I have also updated how the model treats the width of the **goal mouth available** to the shooter. From straight on, a shooter has eight yards from left post to right post. But as his angle gets worse, that width available can shrink considerably. To appropriately model the effect of goal mouth availability, I used a quadratic function, which is justified to the right. The plot shows how the log odds of a goal change due to angle, with diminishing returns for better angles. Here, shot distance is frozen between 9 and 15 yards.

### Additional Keeper Model Variables

The **height** of the shot in the goal mouth is also important. Players aim both low and high to try and beat the keeper, and justification for that strategy is borne out beautifully in the graph shown to the right. The log odds of a goal increase the further the shot height is from a comfortable 3.5 feet. The decline in log odds between about 6.5 and 8 feet is a bit perplexing, though. I controlled for distance on this graph, but not other factors. It turns out that 21 percent of all shots in the upper portion of the goal mouth were headed, versus just 14 percent of shots below that zone. This surely plays a role in the strange behavior between heights of 6.5 and 8 feet, and we have controlled for headed shots in the model. Here, shot distance is frozen between 15 and 21 yards.

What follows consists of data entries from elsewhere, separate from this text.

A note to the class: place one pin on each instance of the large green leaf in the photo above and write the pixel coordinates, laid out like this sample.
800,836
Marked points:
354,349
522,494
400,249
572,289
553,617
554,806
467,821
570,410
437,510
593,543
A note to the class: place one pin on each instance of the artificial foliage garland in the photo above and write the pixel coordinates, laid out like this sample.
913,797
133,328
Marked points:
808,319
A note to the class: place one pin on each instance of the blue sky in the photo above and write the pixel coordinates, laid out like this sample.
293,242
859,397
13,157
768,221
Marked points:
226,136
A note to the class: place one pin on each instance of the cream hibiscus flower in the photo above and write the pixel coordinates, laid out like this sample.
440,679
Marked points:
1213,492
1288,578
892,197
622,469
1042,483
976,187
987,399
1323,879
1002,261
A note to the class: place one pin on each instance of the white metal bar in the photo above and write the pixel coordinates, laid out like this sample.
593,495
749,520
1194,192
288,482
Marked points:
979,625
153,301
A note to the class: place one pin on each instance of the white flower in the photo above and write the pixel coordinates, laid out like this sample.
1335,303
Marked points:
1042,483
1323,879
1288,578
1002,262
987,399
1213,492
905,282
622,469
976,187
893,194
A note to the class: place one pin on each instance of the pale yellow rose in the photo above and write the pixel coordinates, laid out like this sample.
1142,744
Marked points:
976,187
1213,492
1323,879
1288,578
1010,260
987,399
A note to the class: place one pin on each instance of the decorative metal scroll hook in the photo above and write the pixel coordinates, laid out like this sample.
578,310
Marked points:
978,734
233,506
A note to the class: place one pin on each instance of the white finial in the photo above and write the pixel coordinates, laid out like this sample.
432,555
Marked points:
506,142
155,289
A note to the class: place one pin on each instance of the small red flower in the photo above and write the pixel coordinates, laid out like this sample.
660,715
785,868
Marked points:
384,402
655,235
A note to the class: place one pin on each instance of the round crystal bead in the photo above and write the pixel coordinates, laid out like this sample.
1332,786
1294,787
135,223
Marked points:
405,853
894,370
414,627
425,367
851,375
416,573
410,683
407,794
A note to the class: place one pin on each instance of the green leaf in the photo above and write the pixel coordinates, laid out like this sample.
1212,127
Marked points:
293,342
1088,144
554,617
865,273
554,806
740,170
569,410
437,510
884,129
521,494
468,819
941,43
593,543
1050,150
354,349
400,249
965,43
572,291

The last variable I'm going to justify is the linear version of the **lateral distance **a keeper had to move to make a save. This was the hardest part of the model mathematically, as it required some tricky analytic geometry and some basic assumptions about keeper positioning that aren't always true. Basically, we assume that keepers position themselves along the angle bisector of the two rays that extend from the shot to both posts. If they don't, then they should (usually). The lateral distance to the shot is then measured along a line that goes through the near post, perpendicular to the angle bisector. The geometry, as well as justification for the linear term in the model, are shown below. Again, there is strange behavior in the log odds when the lateral distance is between 3.5 and 4. The is because very few shots are taken from straight on, and thus the sample size is incredibly small and subject to weird fluctuation. Here, shot distance is frozen between 9 and 15 yards.

For logistic models (and many other general linearized models and non-linear models), the R-square value is not a particularly intuitive value. I hope the p-values in the models above, in addition to the graphs and basic logic about soccer, help to justify our Expected Goals 3.0 model.

**Logistic models use a log odds response instead of a probability. This is because linear models by themselves could potentially arrive at probabilities above 1.0 or below 0.0. Log odds are the natural logarithm of the ratio of probability of success "p" to probability of failure "1 - p," or ln[p/(1-p)]. *